Ha avuto l’onore della Piazza Grande di Locarno, lo scorso agosto, Vogliamo anche le rose, il nuovo documentario di Alina Marazzi, ulteriore tappa di un percorso di genealogia femminile partito proprio da questo festival, nel 2002, con il bellissimo Un’ora sola ti vorrei. Dopo aver ricostruito il rapporto mancato con sua madre Liseli, morta quando lei aveva otto anni dopo un doloroso percorso di depressione e ricoveri in cliniche psichiatriche, passata poi per l’esperienza di Per sempre, film sulla clausura come scelta d’amore assoluto e quasi anacronistico, ecco la cineasta milanese a fare i conti con il femminismo, le sue parole d’ordine, le conquiste mai definitive. Strenua nel definirsi documentarista per la libertà e i tempi lunghi di elaborazione che questo le garantisce, prosegue la sua ricerca di “madri” simboliche. In una mescolanza di materiali di repertorio privati (i super8) e pubblici (Teche Rai, Archivio Audiovisivo del Movimento Operaio e Democratico, Cineteca di Bologna), di film sperimentali e rari filmati dell’underground (Alberto Grifi, Annabella Miscuglio, Adriana Monti, Alfredo Leonardi, Loredana Rotondo…) e di testi scritti, come i diari dell’Archivio di Pieve Santo Stefano, le lettere, o le conversazioni con le testimoni di quegli anni come Lea Melandri o Serena Sapegno, che è tra le autrici del libro “Baby boomers”, infine attraverso le foto, tra cui gli scatti di Paola Agosti, il materiale d’animazione, sia d’epoca che creato oggi da Cristina Seresini, i fotoromanzi e le riviste. Un film di montaggio, dunque, che fa archeologia degli anni ’60-70 andando verso esistenze consumate in una lotta interiore, oltre che nelle grandi manifestazioni di piazza per il divorzio e l’aborto. Temi già toccati da Giovanna Gagliardo nei due capitoli di Bellissime, altra video-storia delle donne italiane, ma qui coniugati anche in termini di quel prezzo personale che è stato necessario pagare per una liberazione tuttora incompiuta e forse mai del tutto realizzabile. Vogliamo anche le rose, coproduzione italo-svizzera che coinvolge Rai Cinema e la RTSI, sarà distribuito da Mikado.

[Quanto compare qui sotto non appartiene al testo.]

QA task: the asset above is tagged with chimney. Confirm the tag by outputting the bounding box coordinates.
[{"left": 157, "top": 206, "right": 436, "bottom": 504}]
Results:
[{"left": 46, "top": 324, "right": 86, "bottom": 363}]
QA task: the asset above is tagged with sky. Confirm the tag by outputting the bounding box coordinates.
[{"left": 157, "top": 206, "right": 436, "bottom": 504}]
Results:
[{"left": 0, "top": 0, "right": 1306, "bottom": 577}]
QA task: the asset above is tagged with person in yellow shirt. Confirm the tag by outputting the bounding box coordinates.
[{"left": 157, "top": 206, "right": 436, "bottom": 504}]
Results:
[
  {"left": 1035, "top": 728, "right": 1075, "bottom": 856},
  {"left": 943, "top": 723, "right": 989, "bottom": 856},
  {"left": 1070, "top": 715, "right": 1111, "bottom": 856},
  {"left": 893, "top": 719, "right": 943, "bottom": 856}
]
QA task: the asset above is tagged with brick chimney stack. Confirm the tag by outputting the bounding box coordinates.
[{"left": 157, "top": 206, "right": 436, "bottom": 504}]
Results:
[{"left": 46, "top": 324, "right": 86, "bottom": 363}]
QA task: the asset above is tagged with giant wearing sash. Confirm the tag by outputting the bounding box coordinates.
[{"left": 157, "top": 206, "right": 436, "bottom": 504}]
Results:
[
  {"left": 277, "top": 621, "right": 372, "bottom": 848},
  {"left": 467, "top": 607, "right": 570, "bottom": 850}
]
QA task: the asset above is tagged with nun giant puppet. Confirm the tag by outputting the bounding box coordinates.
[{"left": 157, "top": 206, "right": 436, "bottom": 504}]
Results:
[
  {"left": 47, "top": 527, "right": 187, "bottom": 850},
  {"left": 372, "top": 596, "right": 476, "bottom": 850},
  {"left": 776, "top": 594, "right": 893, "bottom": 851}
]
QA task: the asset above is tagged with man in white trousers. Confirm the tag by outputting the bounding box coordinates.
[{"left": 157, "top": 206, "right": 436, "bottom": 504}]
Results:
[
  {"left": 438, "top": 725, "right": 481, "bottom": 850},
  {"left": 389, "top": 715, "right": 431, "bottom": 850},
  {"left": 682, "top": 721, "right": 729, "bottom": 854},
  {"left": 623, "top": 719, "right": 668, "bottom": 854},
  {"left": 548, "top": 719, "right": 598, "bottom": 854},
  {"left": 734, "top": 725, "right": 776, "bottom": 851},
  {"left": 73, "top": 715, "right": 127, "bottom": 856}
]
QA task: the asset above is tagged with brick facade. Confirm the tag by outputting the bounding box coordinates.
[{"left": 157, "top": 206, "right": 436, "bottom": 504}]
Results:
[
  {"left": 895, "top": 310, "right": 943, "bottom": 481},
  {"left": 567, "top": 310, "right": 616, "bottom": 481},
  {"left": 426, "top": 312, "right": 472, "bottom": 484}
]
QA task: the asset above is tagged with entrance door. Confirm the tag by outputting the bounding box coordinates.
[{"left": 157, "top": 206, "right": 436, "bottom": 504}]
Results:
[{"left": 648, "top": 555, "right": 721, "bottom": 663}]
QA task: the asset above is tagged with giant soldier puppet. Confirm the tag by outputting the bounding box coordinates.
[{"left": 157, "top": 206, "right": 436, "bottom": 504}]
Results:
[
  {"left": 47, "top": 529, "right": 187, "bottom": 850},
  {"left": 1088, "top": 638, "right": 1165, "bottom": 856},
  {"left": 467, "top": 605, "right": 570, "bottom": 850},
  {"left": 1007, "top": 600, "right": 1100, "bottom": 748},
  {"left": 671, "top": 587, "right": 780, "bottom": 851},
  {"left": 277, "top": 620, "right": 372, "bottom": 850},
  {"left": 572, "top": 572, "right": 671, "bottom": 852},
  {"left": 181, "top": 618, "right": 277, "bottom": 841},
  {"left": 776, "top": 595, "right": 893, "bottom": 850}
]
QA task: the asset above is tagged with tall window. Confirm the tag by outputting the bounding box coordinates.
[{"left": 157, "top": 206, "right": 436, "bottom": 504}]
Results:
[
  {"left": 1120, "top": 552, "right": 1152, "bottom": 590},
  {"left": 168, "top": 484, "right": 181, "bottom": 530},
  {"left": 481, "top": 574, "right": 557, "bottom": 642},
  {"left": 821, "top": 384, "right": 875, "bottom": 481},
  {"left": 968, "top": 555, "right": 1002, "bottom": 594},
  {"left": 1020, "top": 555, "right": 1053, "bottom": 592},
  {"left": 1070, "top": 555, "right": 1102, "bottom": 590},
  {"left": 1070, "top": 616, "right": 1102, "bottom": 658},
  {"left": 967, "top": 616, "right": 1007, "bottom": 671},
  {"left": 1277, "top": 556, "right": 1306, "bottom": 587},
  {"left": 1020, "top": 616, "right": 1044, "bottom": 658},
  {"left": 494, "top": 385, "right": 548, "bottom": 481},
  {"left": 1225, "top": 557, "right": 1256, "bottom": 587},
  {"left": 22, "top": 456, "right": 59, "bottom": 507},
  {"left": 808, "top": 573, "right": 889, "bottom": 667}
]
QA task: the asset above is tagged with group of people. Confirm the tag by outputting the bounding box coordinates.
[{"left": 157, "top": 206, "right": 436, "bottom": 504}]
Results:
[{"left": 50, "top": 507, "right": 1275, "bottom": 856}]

“Vogliamo anche le rose” vuole raccontare dunque la liberazione sessuale in Italia da un punto di vista personale oltre che collettivo.
Sì, è per questo che ho accostato alle immagini di repertorio tre percorsi individuali ricavati da tre diari di Pieve Santo Stefano, che ho rivisto insieme alla scrittrice Silvia Ballestra. Sono tre donne, che chiameremo Anita, Teresa e Valentina, che scrivono in tre diversi momenti del percorso, il 1967, il ’75 e il ’79, coprendo oltre un decennio di storia dell’identità femminile.

Chi sono queste donne che raccontano in prima persona la loro dimensione sessuale e affettiva.
Anita è una donna di estrazione borghese che si sente oppressa dall’educazione cattolica e si iscrive all’università mentre esplode il ’68. Teresa vive in provincia di Bari e viene a Roma per praticare un aborto clandestino con l’aiuto dell’Aied. Valentina infine è una ragazza politicamente impegnata che frequenta il collettivo di Via del Governo Vecchio. I loro diari sono letti da tre attrici: Anita Caprioli, Teresa Saponangelo e Valentina Carnelutti, mentre i loro volti sono quelli di tre donne reali, anche se non le stesse che scrissero il diario, riprese in super 8 d’epoca. Queste donne parlano di se stesse e della relazione col proprio corpo e con l’altro, il maschio. Dunque parlano anche della comunicazione o non comunicazione, molto più che di questioni ideologiche.

Come ha vissuto la stagione del femminismo?
Sono nata nel 1964 e forse anche per la mia storia personale sono arrivata tardi a ripercorrere quella stagione. Mia madre, che è morta nel ’72, è stata in qualche modo schiacciata dalle convenzioni borghesi. Il suo malessere era condiviso da molte altre donne che sentivano, anche se in forme diverse, l’inadeguatezza e la frustrazione. Io, avendo perso lei, ho dovuto cercare delle madri simboliche e in un certo senso i miei film fanno parte di questo percorso.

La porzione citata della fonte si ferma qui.